For such a simple function that has such a large performance implication, I would probably make a C library and call it using ctypes. One of reddit's founders claims they made the website 2x as fast using this technique.
You can also use psyco on this function, but beware that it can eat up a lot of memory.
我不知道它是否会显着影响您的速度,但您可以从将列表理解转换为生成器表达式开始。 它仍然是可迭代的,所以在用法上应该没有太大不同:
to
主要问题是列表理解会在内存中构建自身并占用相当多的空间,而生成器将动态创建列表,因此无需存储整个内容。
另外,根据未知的答案,这可能是一种更“Pythonic”的编写 distance() 的方式:
但是当 len (word1) != len (word2) 时,它的意图令人困惑,在 zip 的情况下,它只会返回尽可能多的值字符作为最短的单词。 (这可能是一种优化......)
I don't know if it will significantly affect your speed, but you could start by turning the list comprehension into a generator expression. It's still iterable so it shouldn't be much different in usage:
to
The main problem would be that a list comprehension would construct itself in memory and take up quite a bit of space, whereas the generator will create your list on the fly so there is no need to store the whole thing.

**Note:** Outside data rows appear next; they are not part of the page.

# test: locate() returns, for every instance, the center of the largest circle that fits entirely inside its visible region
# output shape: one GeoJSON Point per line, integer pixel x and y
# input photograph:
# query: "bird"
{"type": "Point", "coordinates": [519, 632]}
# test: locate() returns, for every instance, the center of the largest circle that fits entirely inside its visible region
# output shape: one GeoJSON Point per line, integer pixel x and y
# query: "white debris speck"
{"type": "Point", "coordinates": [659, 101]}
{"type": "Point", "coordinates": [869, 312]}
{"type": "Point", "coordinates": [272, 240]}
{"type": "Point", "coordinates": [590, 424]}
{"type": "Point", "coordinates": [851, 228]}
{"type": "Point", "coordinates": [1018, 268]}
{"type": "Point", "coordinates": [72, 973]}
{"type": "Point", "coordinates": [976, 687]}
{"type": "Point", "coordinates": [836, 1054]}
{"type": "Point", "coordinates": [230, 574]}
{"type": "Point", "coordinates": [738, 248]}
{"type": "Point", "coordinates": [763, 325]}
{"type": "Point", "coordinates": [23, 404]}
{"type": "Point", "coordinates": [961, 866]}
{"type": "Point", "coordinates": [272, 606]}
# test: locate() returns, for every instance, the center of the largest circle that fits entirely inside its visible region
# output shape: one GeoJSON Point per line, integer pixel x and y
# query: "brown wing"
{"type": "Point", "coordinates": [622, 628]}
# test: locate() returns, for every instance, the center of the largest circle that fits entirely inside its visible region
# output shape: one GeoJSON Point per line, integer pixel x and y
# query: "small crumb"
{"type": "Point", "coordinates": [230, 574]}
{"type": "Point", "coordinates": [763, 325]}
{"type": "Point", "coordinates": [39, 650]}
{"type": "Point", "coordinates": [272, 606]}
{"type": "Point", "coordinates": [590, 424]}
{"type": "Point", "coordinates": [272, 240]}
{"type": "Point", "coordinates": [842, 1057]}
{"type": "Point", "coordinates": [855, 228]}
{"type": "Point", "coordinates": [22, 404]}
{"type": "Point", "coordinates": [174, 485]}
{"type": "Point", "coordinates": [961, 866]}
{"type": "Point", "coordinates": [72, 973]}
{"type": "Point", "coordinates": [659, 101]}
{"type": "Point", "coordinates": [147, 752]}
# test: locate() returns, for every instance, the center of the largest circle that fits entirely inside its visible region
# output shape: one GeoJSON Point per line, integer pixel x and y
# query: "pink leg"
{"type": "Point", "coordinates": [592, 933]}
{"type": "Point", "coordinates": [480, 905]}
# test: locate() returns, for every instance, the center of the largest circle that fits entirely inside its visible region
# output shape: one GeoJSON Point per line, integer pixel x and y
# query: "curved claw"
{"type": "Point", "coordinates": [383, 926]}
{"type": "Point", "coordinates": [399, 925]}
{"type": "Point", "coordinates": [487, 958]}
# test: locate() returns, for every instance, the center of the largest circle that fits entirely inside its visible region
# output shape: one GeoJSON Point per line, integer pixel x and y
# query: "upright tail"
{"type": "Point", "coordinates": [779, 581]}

Also, following on unknown's answer, this may be a more "pythonic" way of writing distance():
But it's confusing what's intended when len (word1) != len (word2), in the case of zip it will only return as many characters as the shortest word. (Which could turn out to be an optimization...)
试试这个:
另外,你有你的游戏的链接吗? 我喜欢被文字游戏摧毁
Try this:
Also, do you have a link to your game? I like being destroyed by word games
我首先想到的是:
它很有可能比人们发布的其他函数运行得更快,因为它没有解释循环,只是调用 Python 原语。 而且它足够短,您可以合理地将其内联到调用者中。
对于您的更高级别的问题,我将研究为度量空间中的相似性搜索而开发的数据结构,例如 这篇论文或这本书,我都没有读过(它们是在搜索我读过但不记得的论文时出现的)。
First thing to occur to me:
which has a decent chance of going faster than other functions people have posted, because it has no interpreted loops, just calls to Python primitives. And it's short enough that you could reasonably inline it into the caller.
For your higher-level problem, I'd look into the data structures developed for similarity search in metric spaces, e.g. this paper or this book, neither of which I've read (they came up in a search for a paper I have read but can't remember).
对于这个片段:
我会使用这个:
相同的模式将遵循所提供的代码......
for this snippet:
i'd use this one:
the same pattern would follow all around the provided code...
其他人都只专注于显式距离计算,而没有做任何关于构建距离 1 候选的事情。
您可以通过使用名为 Trie 将隐式距离计算与生成所有距离1邻居词的任务合并。 Trie 是一个链表,其中每个节点代表一个字母,“下一个”字段是一个最多包含 26 个条目的字典,指向下一个节点。
这是伪代码:针对给定的单词迭代遍历 Trie; 在每个节点将所有距离 0 和距离 1 的邻居添加到结果中; 保持距离计数器并减少它。 您不需要递归,只需要一个需要额外的 distance_so_far 整数参数的查找函数。
可以通过为长度 3、长度 4、长度 5 等单词构建单独的尝试来获得 O(N) 空间增加的额外速度的较小权衡。
Everyone else focused just on explicit distance-calculation without doing anything about constructing the distance-1 candidates.
You can improve by using a well-known data-structure called a Trie to merge the implicit distance-calculation with the task of generating all distance-1 neighbor words. A Trie is a linked-list where each node stands for a letter, and the 'next' field is a dict with up to 26 entries, pointing to the next node.
Here's the pseudocode: walk the Trie iteratively for your given word; at each node add all distance-0 and distance-1 neighbors to the results; keep a counter of distance and decrement it. You don't need recursion, just a lookup function which takes an extra distance_so_far integer argument.
A minor tradeoff of extra speed for O(N) space increase can be gotten by building separate Tries for length-3, length-4, length-5 etc. words.